We have been attending Online Retailer conference in Sydney and one of the recurring topics is AI and its likely impact on retail and the society in general. We have sensed considerable confusion regarding the meaning of the term and the perceived capabilities of this fascinating technology. Retail Directions' delivered a keynote address to clarify the essence of AI, what are the pre-requisites to deploy it in a retail enterprise, and what it can do for retailers. Monitor Insights section for a full briefing - coming soon!

Levelling the tax playing field

The NRF reported that the US Congress' House Judiciary Committee has been conducting hearings on the impact of the Supreme Court’s South Dakota v. Wayfair decision on businesses and consumers.  The ruling requires goods sold over the Internet to be properly taxed if shipped from another US state.

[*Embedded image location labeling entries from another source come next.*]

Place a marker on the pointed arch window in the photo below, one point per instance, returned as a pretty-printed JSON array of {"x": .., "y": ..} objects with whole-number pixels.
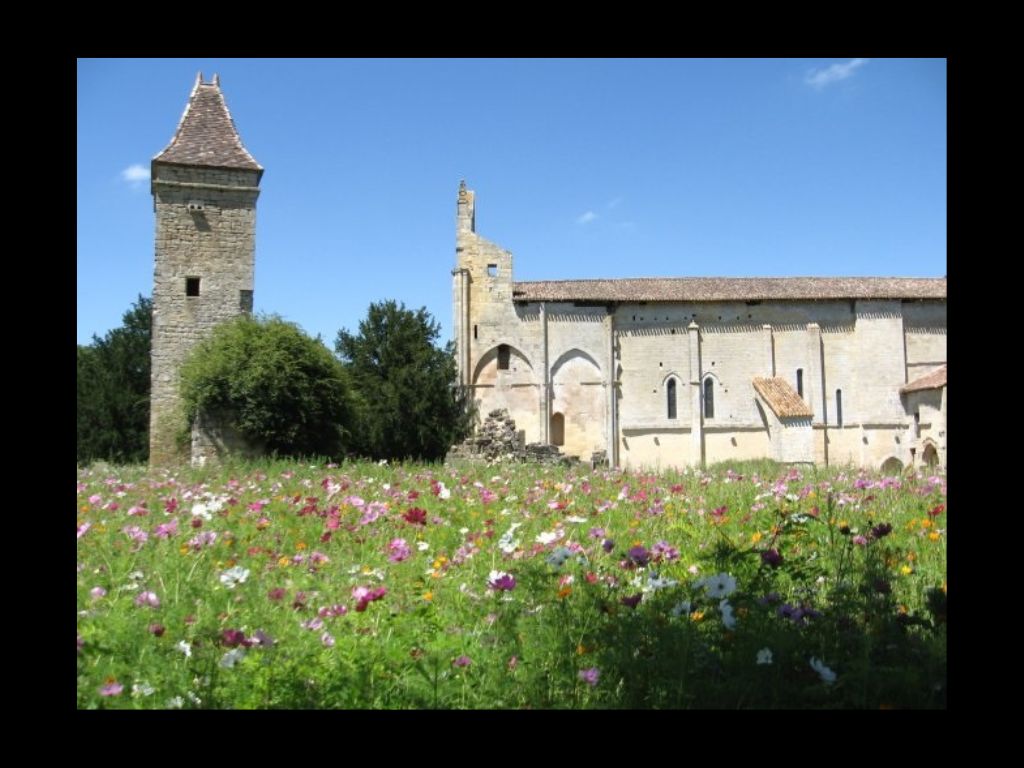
[{"x": 709, "y": 397}]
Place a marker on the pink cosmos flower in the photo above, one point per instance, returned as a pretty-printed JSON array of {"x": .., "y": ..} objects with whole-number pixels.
[
  {"x": 166, "y": 529},
  {"x": 113, "y": 688},
  {"x": 398, "y": 549}
]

The NRF representative commented on smaller retailers often been the victim of “showrooming,” where consumers come into the store to take advantage of sales associates’ expertise and see merchandise in person, then order from an out-of-state online competitor to avoid paying 7-8 percent state and local sales tax. It is fortunate that the Australian Federal Government, after years of hiatus, finally resolved this issue for Australian retailers.

The taxman always needs more

Reuters reported that European finance leaders called for global rules to tax the digital economy at a meeting of G20 finance ministers and central bankers in Argentina on Sunday. Some 200 companies would fall within the scope of the new turnover tax, with an estimated additional annual revenue of about 5 billion euros ($6 billion). US G20 delegates objected: “One of the big challenges is that taxation of the digital economy is mostly, of course, a taxation of American companies - because they are the key players in the world - so the United States feel that this is an attack concerning their digital economy.”